What is it with leaks? They lie in wait hidden away for several days until they suddenly jump on you at 2.38pm, at the very beginning of a long weekend, when your trusty plumber is in Wales and won’t be back until Wednesday.
Please keep your fingers crossed that the drip drip from under my kitchen sink doesn’t get worse and that a large saucepan is enough to keep things dry until next week. Emergency plumbers are nasty nasty individuals who exploit people’s misery.

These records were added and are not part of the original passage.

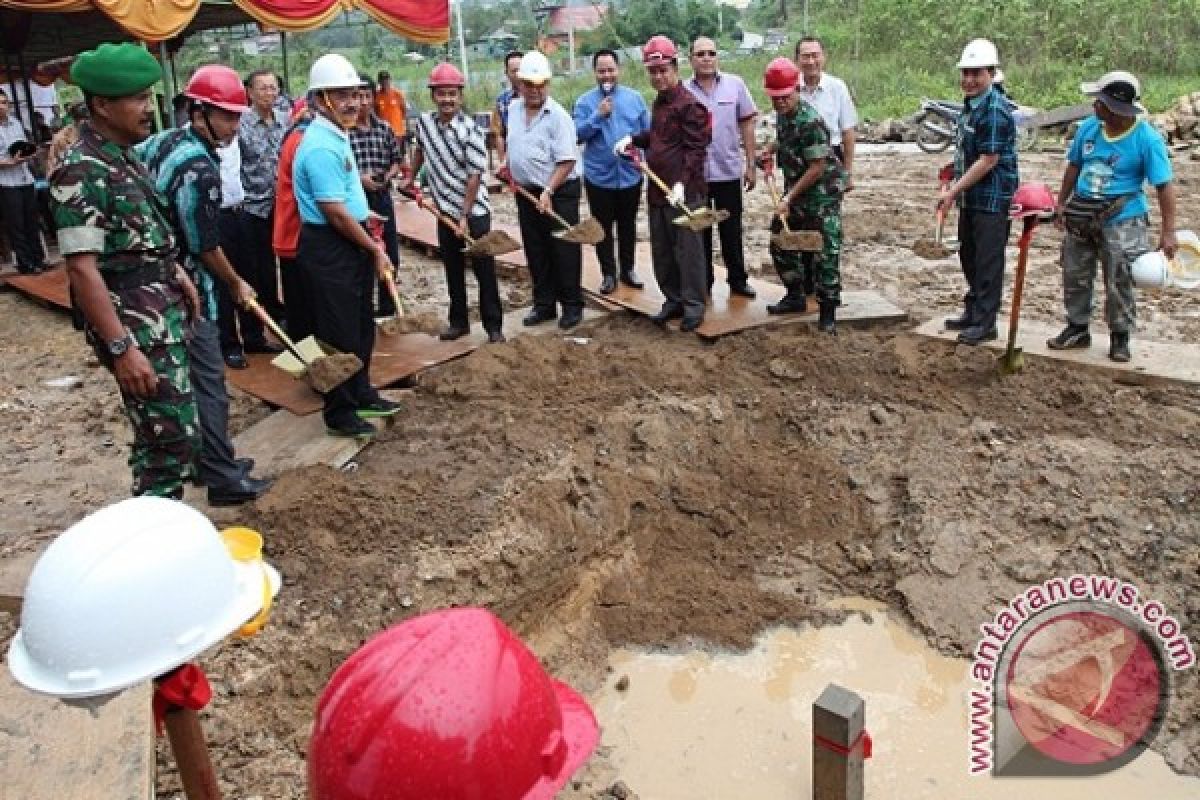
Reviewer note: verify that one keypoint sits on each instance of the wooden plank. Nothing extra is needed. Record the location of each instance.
(13, 576)
(1151, 360)
(730, 313)
(52, 750)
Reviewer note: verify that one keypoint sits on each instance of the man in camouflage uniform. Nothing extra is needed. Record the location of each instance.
(814, 182)
(115, 236)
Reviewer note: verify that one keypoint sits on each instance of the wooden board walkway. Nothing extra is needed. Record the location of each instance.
(1151, 360)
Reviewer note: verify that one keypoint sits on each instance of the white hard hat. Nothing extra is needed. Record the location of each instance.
(131, 593)
(979, 53)
(333, 71)
(534, 67)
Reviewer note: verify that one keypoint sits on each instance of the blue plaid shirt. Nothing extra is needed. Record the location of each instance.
(987, 127)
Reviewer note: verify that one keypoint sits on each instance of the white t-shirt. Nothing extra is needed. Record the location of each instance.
(833, 102)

Just as well I don’t do holidays, eh?
Update (30.08.07): I’m sure you’re all waiting with bated breath to hear what happened yesterday when the plumber came. Well, what do you know, he didn’t. I got up especially for him too. Anyway, he came earlier today. Verdict: I need a new tap, but I can use silicone bath sealant in the meantime. Great, I’ve never bought a tap in my life. I really need new experiences just now. As if I didn't have enough on my plate, what with that stupid Tax Return getting properly lost and my having to redo it all, etc. etc.
By the way, I wasn't kidding about leaks revealing themselves at Bank Holidays: this is the third time it's happened to me.
On a happier note: the packet of Scottish salmon fillets I’ve just opened says, ‘Allergy advice: contains fish’. I should hope so.